Chopin might well have smiled at the needs of today’s editor. Nevertheless, it is our task to document the tradition, to separate authorised variants from later “inventions”, to edit a music text based on a main text and to resist the temptation to mix sources and select the “most beautiful” readings. A difficult, but exciting endeavour! And at the end, to “clarify” the “confusion”, to inform the interpreter and then let him have the freedom to reach his own decisions.
You’ve certainly guessed it by now – the “confusion surrounding Chopin’s Scherzi, episode 4”, will not be long in coming….
Along with filiation, one must also consider musical factors in dealing with a composer like Chopin who was so indifferent to proofreading that he often didn’t bother to mark corrections of printed wrong notes and rhythms in his student’s copies.
In the case of the famous rhythmic issue in the Scherzo no. 3, I think that it is most likely that he intended the dotted rhythm (staccato quarter note—eighth rest—eighth note—quarter note) throughout, as Mikuli and practically everyone else has found most natural.
Reasons:
1. The descending scale in a dotted rhythm is a motive that is used to link the opening octave music with the chorale sections.

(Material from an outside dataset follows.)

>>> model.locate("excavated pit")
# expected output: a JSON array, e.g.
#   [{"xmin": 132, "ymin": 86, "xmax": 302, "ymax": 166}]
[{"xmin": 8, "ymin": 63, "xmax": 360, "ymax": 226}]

It occurs over and over throughout the piece and also at the very end in displaced form, Chopin’s usual referring back to important motives at the end of his pieces. Obscuring this relationship by varying such an essential part of the motive, its rhythm, seems highly unlikely.
2. The staccato dot makes much more sense over the first note as a quarter note, rather than as an eighth note, since the eighth note-eight rest combination already represents a written-out staccato. And it is hard to believe that the note should be played as a staccato eighth note (=16th note) in such a fast tempo, breaking up the opening melody with a large gap.
Chopin had a habit of making corrections in the middle of pieces that he expected to be applied retroactively, and his copyists tended to copy his autographs slavishly without making these corrections. This may explain why the correct rhythm finally occurs the last two times the theme occurs in the copyist’s autograph, but not at first.
In any case, since the sources are in conflict with each other and obscure rather than clarify the issue, musical factors should be the overriding ones in deciding what should be shown in the main text. Then Chopin will smile with us rather than laugh at us.